People are grappling with daily power cuts and shortages of basic commodities amid the worst economic crisis since Sri Lanka gained independence from the British in 1948. The island nation of 22 million people has officially defaulted in April and, without foreign currency reserves, could not pay for imports.

Medical professionals in the country, which relies on imported drugs for around 85% of its pharmaceutical needs, have been sounding alarm bells for months, saying they are struggling to provide adequate and timely treatment to patients. .

Working conditions and little hope for improvement have forced hundreds to leave lately, and Sri Lanka’s Overseas Employment Bureau says out-migration is on the rise .

“There is a growing trend of professionals leaving the island in search of greener pastures due to the current situation in the country,” office managing director Priyantha Senanayake told Arab News earlier this week. week. “A good number of doctors have also left.”

Data from the Association of Government Physicians shows that at least 500 doctors from public medical institutions migrated overseas in the first eight months of 2022.

But the actual number may be much higher. Dr Ruvaiz Haniffa, former president of the Sri Lanka Medical Association, said at least 100 other doctors working in the private sector have also left, while those who traveled for training and did not return did not have not yet been counted.

“We don’t have an accurate estimate of doctors sent by the state for overseas training at state expense who have decided not to return at least for the foreseeable future,” he said. told Arab News.
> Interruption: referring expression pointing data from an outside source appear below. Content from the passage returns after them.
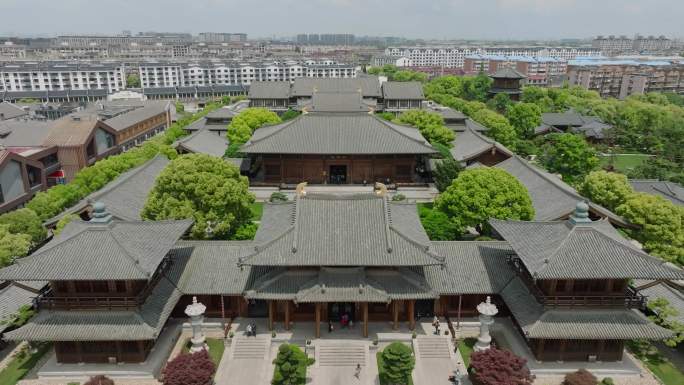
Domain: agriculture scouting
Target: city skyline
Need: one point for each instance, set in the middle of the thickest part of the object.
(495, 19)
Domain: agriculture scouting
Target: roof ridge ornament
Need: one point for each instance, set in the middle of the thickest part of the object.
(581, 213)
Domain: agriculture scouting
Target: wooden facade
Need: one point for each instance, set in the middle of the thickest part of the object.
(339, 169)
(577, 350)
(100, 352)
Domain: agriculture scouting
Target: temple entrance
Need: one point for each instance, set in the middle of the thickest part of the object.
(425, 308)
(338, 174)
(257, 308)
(336, 310)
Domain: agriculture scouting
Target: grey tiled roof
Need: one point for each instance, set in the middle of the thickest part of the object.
(551, 197)
(212, 267)
(204, 142)
(126, 195)
(322, 133)
(668, 190)
(403, 90)
(10, 111)
(336, 102)
(91, 251)
(470, 144)
(369, 86)
(341, 285)
(471, 268)
(137, 115)
(618, 324)
(595, 250)
(269, 90)
(341, 230)
(670, 291)
(144, 323)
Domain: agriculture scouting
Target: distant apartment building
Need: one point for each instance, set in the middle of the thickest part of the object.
(540, 71)
(174, 74)
(454, 57)
(221, 37)
(616, 45)
(622, 77)
(61, 76)
(326, 39)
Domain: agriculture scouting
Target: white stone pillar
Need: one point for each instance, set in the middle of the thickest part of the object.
(487, 311)
(196, 313)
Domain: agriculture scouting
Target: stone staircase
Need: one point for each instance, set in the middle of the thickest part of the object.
(432, 347)
(245, 348)
(342, 354)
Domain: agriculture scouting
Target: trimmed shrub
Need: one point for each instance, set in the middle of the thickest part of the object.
(498, 367)
(580, 377)
(398, 363)
(190, 369)
(100, 380)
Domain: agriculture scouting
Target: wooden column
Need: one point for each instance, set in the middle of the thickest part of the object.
(270, 314)
(287, 315)
(365, 319)
(411, 315)
(395, 315)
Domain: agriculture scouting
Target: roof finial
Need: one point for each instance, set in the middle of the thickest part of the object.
(100, 214)
(581, 214)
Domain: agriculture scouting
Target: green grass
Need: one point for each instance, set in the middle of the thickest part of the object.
(257, 210)
(660, 366)
(22, 363)
(381, 370)
(465, 346)
(216, 348)
(624, 162)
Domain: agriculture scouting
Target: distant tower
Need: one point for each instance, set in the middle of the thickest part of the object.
(507, 81)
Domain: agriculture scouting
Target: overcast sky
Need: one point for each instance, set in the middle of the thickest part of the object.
(486, 19)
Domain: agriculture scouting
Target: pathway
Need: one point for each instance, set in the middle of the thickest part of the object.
(247, 362)
(435, 360)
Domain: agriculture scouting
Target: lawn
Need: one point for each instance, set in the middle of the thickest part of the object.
(257, 210)
(381, 370)
(656, 363)
(216, 348)
(22, 363)
(465, 346)
(624, 162)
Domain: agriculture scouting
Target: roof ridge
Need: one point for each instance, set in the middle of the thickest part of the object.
(389, 124)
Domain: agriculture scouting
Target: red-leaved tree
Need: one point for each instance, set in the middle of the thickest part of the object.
(498, 367)
(190, 369)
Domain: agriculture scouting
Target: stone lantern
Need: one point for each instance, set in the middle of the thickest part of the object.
(196, 313)
(487, 311)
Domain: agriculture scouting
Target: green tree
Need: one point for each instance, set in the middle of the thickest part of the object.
(482, 193)
(290, 365)
(133, 81)
(666, 316)
(608, 189)
(499, 127)
(500, 103)
(12, 245)
(398, 362)
(438, 226)
(243, 125)
(207, 189)
(445, 172)
(25, 221)
(524, 117)
(430, 125)
(569, 155)
(661, 225)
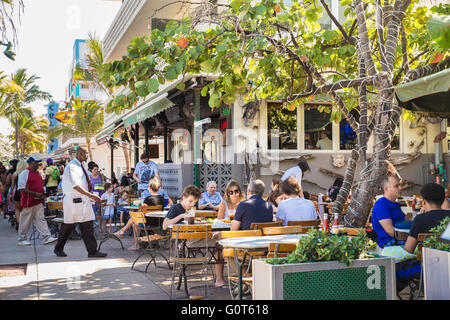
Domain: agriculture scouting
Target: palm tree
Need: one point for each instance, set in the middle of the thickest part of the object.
(31, 133)
(87, 121)
(15, 106)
“For postgraduate studies, they mainly go to Australia, New Zealand and Singapore. For use in Australia, UK and New Zealand. Mid-level doctors mainly seek employment in Middle Eastern countries, especially Oman and the United Arab Emirates.

And there was no way to stop them from leaving, Dr Haniffa added.
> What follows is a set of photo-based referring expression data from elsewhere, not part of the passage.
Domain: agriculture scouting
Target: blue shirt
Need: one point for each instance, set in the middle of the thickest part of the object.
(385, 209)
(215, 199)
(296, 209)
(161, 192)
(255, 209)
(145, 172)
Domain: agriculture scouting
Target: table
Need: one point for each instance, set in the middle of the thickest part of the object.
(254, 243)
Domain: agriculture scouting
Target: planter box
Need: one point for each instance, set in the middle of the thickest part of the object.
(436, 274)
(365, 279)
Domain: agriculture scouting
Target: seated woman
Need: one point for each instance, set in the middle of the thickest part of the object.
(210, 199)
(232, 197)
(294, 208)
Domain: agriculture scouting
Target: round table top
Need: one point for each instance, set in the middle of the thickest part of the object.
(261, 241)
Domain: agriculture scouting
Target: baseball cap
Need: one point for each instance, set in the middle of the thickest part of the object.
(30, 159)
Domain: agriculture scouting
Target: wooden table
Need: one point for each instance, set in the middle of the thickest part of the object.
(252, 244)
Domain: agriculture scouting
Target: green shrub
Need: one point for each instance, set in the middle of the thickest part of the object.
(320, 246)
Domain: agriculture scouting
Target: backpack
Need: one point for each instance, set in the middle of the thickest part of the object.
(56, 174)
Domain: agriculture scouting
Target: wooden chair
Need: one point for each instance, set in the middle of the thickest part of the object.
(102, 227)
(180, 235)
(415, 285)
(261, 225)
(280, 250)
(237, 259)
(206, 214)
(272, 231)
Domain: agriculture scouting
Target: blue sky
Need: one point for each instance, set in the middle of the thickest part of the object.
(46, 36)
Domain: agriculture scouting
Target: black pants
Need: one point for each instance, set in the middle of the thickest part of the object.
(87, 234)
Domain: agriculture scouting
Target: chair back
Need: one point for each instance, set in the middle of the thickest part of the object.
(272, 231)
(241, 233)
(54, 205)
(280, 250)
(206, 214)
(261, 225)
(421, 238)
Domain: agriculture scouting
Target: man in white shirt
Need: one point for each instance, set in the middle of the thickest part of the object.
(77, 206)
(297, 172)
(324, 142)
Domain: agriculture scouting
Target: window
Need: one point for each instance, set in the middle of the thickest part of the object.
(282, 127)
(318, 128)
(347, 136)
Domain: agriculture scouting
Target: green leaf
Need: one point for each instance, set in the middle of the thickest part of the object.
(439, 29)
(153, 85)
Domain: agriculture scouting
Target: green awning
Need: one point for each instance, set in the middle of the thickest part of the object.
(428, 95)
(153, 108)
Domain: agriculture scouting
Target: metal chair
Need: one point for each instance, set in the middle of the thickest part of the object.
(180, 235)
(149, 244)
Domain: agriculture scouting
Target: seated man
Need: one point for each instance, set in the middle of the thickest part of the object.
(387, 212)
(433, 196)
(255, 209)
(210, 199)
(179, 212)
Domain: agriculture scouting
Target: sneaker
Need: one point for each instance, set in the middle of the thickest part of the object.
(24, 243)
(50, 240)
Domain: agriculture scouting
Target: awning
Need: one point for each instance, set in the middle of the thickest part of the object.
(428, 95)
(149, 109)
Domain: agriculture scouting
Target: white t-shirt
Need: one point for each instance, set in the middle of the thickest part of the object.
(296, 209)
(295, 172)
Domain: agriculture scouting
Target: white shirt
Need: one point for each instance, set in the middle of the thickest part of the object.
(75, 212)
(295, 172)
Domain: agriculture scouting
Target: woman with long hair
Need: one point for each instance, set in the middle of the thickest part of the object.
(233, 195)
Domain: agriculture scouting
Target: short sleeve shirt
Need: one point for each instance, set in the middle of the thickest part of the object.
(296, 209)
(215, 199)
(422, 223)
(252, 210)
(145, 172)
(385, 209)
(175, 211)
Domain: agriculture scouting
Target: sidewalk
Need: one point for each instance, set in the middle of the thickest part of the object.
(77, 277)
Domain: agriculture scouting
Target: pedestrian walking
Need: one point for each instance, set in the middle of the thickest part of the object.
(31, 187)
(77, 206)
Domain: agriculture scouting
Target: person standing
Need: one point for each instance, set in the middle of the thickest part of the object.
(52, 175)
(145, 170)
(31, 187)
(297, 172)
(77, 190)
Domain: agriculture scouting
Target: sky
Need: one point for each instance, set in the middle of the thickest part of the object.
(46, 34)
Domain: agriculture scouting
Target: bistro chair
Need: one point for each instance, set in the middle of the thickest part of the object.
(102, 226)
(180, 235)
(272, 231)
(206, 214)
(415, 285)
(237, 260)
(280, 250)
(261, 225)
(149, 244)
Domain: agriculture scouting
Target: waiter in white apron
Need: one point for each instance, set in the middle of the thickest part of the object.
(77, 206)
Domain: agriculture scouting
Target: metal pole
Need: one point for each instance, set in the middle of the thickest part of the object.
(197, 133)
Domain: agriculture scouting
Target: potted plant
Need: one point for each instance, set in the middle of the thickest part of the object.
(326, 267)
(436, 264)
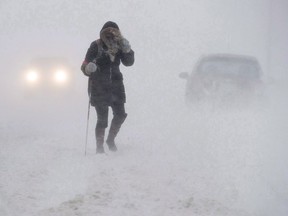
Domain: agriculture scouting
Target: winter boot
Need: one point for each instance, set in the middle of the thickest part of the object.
(114, 129)
(100, 133)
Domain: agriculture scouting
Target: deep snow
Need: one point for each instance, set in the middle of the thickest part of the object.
(171, 160)
(203, 162)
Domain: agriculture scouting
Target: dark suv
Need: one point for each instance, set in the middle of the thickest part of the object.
(224, 78)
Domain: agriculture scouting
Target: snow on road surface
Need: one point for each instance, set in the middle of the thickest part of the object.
(192, 163)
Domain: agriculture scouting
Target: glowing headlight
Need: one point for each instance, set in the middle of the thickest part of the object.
(61, 76)
(32, 76)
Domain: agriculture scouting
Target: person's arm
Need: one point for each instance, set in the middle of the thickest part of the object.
(128, 58)
(90, 56)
“The government, while aware of this massive brain drain, is not proactively or even reactively trying to stem it not because it doesn’t want to, but simply because it can’t. .”

Although official estimates are not yet exact, the magnitude of the situation can be illustrated by the fact that Sri Lanka has already lost 25% of specialists treating kidney disease.

“Of the 40 nephrologists in Sri Lanka, 10 have left the country,” said Omar Sheriff, chief executive of Western Hospital Colombo, the leading kidney transplant center in Sri Lanka.

“Most of them go to the UK because they can not only get more lucrative income but also get higher education.”

The opportunity to advance in their careers is one of the main forces motivating specialists to migrate as they do not see this opportunity coming anytime soon in their crisis country.

A doctor at a leading government hospital in Colombo, who asked not to be named, said the medical profession had recently been “downgraded to a lower level in society”.

Without supplies to perform their duties, doctors are under increasing pressure and face increasing stress in a situation where their hands are tied.

“There is a shortage of important drugs to treat people,” the doctor said. “It’s a sad situation.”